Comparative Analysis of LoRA-Adapted Embedding Models for Clinical Cardiology Text Representation
This provides practical guidance for clinical NLP system development by challenging the assumption that larger models always yield better domain-specific embeddings, though it is incremental in comparing existing adaptation methods.
This study compared ten transformer-based embedding models adapted for cardiology using LoRA fine-tuning on 106,535 cardiology text pairs, finding that encoder-only architectures like BioLinkBERT achieved superior domain-specific performance (separation score: 0.510) with fewer computational resources than larger decoder-based models.

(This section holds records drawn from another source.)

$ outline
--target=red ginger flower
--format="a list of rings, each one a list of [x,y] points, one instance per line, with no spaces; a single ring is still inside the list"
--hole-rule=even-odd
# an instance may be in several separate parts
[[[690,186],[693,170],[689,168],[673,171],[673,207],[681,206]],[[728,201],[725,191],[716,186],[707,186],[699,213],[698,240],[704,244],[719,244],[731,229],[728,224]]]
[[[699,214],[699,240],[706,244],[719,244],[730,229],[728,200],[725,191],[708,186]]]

Domain-specific text embeddings are critical for clinical natural language processing, yet systematic comparisons across model architectures remain limited. This study evaluates ten transformer-based embedding models adapted for cardiology through Low-Rank Adaptation (LoRA) fine-tuning on 106,535 cardiology text pairs derived from authoritative medical textbooks. Results demonstrate that encoder-only architectures, particularly BioLinkBERT, achieve superior domain-specific performance (separation score: 0.510) compared to larger decoder-based models, while requiring significantly fewer computational resources. The findings challenge the assumption that larger language models necessarily produce better domain-specific embeddings and provide practical guidance for clinical NLP system development. All models, training code, and evaluation datasets are publicly available to support reproducible research in medical informatics.